To be honest, I could not follow AGC’s arguments. AGC just kept harping on one point – that Amos has the intentions to hurt Christians, and then they kept trying to rehash their arguments just to justify their point.

AGC then said that Section 298 is meant to protect the social fabric of Singapore, and then once again repeated that Amos has the intentions to hurt Christians.

In summary, AGC made a very weak case. The guy just kept saying that Amos has the intentions. Actually, I don’t have to tell you that the arguments are weak. None of the media controlled by the PAP fully reported about the case, because there is very little material that they can report on from the AGC side and they wouldn’t want to report on the arguments brought up by Amos (because the media is controlled by the PAP), which you can see is quite substantial and well thought out.

Finally, the AGC concluded with the most out-of-the-world statement ever. This one takes the cake.

He said: “You know it is obscene when you see it.”

And with that, AGC concluded their case. I just rolled back and laughed. You call this a conclusion?

Honestly, if the court were to rule against Amos, I would be disappointed. Amos’s lawyers made a very strong case and the AGC simply didn’t make good.

At one point, Amos left the court and returned. And when he walked back in, in chains, his supporters outside court see him and started cheered and clapping for him. The door was open and Amos could see them. They then chanted, “Famous Amos”.

Amos looked surprised but I thought there was a look of relief on his face. I don’t think it’s a good experience for a child to be remanded in prison. It has been 14 days that he has been inside, in total now.

I hope this ends quickly. Today when we saw Amos, he looks a lot more tired. He looked paler. Amos still tried to smile at us when he saw us but you could see that he is exhausted.

Amos is only a 16-year-old boy. He is being unfairly persecuted by the PAP. And he has to be let go. There is no reason why Amos should be charged as he has not done anything wrong.

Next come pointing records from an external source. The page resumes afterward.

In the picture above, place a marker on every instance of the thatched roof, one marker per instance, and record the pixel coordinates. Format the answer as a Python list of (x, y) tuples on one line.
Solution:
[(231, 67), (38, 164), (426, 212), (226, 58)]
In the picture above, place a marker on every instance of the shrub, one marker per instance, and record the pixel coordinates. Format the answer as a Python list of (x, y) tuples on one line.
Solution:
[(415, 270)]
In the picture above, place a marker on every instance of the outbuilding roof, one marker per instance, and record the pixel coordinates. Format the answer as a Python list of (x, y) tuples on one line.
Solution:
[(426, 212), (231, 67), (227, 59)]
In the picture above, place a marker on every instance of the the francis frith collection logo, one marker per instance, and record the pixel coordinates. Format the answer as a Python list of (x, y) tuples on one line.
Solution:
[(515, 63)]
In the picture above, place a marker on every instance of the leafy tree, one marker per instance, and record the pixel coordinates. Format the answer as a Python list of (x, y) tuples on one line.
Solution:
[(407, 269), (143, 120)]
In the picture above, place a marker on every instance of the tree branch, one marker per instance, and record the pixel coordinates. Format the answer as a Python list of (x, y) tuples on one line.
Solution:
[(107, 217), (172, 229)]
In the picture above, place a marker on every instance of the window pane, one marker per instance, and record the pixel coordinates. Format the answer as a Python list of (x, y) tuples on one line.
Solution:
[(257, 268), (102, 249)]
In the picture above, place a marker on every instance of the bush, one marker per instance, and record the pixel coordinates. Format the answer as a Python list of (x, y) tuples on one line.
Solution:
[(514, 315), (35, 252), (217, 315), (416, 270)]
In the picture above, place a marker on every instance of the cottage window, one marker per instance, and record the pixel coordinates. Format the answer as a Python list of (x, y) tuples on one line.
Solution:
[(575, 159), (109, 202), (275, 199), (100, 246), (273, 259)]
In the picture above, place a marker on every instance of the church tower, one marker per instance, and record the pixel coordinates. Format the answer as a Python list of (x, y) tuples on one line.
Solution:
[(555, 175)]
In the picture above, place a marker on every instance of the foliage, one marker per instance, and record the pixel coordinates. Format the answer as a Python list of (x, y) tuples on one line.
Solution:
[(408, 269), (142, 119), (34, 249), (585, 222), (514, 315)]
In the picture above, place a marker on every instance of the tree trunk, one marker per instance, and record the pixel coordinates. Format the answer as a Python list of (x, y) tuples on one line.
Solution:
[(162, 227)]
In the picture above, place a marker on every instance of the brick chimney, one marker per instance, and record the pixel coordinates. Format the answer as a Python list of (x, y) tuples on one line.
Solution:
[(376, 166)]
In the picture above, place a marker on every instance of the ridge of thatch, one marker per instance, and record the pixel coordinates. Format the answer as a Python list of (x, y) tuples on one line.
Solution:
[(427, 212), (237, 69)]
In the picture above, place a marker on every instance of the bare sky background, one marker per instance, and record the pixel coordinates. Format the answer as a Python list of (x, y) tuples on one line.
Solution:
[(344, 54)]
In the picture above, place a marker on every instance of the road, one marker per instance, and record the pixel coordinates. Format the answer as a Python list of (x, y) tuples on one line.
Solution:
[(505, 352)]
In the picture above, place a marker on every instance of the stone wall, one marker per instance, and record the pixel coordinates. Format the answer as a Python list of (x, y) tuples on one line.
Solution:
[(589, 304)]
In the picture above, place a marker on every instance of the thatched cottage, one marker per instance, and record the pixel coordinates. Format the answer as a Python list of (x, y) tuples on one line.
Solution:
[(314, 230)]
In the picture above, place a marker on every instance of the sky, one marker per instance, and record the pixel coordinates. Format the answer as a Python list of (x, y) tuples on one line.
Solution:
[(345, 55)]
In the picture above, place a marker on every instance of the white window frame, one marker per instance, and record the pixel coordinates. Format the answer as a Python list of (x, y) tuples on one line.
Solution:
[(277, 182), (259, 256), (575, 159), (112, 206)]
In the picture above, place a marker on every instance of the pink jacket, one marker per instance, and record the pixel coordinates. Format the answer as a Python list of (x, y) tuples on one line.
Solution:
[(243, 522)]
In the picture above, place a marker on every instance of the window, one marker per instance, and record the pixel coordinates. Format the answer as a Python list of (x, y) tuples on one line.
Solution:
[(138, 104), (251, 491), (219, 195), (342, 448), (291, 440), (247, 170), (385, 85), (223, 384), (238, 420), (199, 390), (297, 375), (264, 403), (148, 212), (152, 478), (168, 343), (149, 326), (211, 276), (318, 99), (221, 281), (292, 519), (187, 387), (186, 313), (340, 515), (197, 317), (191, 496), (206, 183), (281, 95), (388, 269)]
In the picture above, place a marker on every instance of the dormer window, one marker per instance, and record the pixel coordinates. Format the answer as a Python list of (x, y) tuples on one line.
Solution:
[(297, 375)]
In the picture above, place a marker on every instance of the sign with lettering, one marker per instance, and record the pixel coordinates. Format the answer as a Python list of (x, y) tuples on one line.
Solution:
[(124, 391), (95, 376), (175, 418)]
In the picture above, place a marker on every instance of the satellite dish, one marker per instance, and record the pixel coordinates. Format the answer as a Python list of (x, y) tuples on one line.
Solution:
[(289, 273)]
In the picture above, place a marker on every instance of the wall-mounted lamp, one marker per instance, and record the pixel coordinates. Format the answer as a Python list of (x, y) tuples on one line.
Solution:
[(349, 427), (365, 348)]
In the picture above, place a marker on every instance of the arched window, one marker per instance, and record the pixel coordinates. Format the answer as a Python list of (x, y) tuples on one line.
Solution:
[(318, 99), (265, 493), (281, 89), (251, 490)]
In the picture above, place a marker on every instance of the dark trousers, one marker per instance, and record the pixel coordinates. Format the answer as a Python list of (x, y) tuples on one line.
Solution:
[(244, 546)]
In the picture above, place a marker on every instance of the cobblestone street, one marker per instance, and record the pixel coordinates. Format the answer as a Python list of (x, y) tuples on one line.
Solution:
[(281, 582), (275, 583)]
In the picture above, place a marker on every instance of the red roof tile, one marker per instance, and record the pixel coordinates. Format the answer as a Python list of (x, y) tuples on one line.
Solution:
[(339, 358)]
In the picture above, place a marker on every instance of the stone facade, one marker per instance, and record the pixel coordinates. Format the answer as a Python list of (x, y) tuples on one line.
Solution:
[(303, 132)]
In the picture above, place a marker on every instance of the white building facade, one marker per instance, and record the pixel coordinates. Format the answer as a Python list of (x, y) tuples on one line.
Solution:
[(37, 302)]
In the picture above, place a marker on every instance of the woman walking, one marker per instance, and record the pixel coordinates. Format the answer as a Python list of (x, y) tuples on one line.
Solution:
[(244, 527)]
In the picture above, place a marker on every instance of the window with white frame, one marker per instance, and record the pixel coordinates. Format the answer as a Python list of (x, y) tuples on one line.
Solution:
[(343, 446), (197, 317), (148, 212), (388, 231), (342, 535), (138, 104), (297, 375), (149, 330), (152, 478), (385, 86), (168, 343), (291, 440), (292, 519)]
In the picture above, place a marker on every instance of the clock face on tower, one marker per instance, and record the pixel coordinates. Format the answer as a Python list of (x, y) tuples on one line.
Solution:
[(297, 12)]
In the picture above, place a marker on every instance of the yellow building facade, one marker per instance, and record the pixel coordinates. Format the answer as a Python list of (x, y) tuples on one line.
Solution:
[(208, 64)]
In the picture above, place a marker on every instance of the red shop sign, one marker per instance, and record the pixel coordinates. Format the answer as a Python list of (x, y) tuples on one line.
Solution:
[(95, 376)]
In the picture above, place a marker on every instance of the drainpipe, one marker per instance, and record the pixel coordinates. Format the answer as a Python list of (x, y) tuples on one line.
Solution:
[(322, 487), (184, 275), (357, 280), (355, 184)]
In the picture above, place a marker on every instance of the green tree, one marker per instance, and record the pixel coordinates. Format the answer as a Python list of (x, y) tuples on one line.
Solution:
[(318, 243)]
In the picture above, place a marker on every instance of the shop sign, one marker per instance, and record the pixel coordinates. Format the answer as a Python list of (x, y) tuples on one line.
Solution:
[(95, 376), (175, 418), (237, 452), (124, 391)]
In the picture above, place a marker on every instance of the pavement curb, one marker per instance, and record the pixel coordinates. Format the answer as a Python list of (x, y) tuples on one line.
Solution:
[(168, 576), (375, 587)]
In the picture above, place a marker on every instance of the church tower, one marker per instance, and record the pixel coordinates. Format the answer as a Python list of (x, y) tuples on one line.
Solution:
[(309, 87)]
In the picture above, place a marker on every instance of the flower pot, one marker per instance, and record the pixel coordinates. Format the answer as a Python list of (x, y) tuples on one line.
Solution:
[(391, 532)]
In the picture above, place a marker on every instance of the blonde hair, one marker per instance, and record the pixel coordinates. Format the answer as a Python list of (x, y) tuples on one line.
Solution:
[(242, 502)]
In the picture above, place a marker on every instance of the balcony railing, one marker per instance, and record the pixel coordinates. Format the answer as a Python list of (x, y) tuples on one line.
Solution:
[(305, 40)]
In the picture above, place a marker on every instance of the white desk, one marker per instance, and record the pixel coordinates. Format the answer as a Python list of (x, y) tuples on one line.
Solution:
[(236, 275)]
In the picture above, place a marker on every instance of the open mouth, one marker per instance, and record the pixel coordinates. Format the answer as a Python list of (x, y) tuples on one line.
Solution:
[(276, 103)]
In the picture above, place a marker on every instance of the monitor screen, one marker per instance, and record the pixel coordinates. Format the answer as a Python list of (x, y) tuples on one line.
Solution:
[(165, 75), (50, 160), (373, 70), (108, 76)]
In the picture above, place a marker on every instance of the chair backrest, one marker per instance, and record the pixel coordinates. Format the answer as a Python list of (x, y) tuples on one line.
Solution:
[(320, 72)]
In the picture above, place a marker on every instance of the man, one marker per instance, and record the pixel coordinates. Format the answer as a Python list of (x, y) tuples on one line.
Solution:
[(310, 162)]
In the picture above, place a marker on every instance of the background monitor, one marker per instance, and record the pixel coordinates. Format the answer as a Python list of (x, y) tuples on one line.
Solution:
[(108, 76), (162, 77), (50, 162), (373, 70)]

I told The Straits Times something along these lines: “Amos did not do anything wrong. Amos is being unfairly persecuted by the state because the laws are unfair. And if the laws are unfair, it is the state which should review the laws and not continue to use the unfair laws to persecute him (and Singaporeans).” But they did not want to report on this comment.

In the end, it is clear and sundry to all Singaporeans and to the world that Amos’s persecution is political and he should not have been charged at all for what he did, not least because there have been many PAP members and supporters who have done and said worse things than he has but nothing has happened to them.

Tomorrow is my birthday. All I wish for is that Amos will be freed and all the charges dropped against him, and that we can start a new beginning for Singapore. This was what Amos wanted and this is what we need for Singapore.

All the best to Amos. Please pray for him.

The judge will pass her judgement on Amos on next Tuesday.